AGOs also exert chromatin-level antiviral effects against nuclear genomes of DNA
viruses. Hence, the RdDM pathway likely accounts for methylation of geminivirus DNA
and histone H3 lysine 9, because Arabidopsis
RdDM mutants are hypersusceptible to geminivirus infection (62). Moreover, accumulation
of VSR-deficient geminivirus is specifically rescued in ago4 mutants. Geminivirus infection
produces large amounts of DCL3-dependent,
24-nt-long vsRNA, and similarly sized endogenous siRNAs direct nuclear RdDM through
AGO4 (62).
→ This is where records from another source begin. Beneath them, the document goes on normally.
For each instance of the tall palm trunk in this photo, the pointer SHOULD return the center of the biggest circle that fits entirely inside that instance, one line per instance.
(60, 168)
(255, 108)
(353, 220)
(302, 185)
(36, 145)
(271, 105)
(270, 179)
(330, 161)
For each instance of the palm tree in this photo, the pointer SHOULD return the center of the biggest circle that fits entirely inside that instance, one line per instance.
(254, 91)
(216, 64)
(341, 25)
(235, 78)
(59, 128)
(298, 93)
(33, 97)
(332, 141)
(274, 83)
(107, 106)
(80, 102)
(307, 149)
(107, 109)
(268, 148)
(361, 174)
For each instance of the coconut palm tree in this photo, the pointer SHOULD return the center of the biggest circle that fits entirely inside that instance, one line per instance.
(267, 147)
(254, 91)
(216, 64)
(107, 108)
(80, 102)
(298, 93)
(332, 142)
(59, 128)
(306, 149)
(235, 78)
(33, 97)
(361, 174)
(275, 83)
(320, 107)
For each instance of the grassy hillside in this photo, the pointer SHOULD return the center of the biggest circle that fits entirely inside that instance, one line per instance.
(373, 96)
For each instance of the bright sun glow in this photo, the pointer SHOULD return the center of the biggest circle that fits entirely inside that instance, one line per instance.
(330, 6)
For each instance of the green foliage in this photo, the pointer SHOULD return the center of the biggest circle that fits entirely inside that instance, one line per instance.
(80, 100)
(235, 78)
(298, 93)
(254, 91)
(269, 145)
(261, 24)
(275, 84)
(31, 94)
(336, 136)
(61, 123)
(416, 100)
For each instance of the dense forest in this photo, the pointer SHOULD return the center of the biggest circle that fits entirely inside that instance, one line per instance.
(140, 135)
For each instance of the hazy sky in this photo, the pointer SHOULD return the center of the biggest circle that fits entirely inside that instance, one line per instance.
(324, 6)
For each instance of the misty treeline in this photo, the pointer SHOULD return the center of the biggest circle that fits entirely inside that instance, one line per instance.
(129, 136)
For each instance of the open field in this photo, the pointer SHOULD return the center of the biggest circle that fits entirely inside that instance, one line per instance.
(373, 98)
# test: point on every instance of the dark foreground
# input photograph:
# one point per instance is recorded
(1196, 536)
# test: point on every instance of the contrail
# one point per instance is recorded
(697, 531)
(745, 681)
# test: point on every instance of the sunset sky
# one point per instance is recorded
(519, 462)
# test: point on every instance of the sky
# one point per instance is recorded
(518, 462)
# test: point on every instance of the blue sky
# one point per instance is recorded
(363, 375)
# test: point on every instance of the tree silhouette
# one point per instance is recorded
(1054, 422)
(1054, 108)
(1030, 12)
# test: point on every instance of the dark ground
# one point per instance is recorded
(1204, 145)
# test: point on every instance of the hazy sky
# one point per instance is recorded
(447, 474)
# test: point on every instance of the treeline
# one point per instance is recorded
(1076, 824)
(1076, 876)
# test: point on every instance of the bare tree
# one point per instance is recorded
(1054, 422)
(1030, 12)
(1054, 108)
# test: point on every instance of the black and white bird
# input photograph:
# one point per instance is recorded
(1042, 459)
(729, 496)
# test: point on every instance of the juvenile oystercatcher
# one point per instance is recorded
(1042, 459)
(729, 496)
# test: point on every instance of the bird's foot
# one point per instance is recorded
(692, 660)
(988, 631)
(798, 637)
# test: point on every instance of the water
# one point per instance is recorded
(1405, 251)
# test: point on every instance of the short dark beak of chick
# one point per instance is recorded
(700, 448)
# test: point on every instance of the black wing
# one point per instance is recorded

Therefore, AGO4 contributes
to heterochromatinization of geminiviral episomes, probably as does AGO6, because it
acts redundantly in endogenous RdDM (85)
(Figure 2).
Effecting miRNA, nat-siRNA, and
lsiRNA Defensive Functions
Bacterial- and fungal-induced miRNAs likely
operate through AGO1. This is the case
for miR393, which prevails in PTI against
P. syringae by targeting the auxin receptor TIR1
and paralogs (29, 52). Because TIR1 interacts
with and degrades Aux/IAA proteins, miR393
induction increases the cellular Aux/IAA availability to repress auxin response factors (ARFs)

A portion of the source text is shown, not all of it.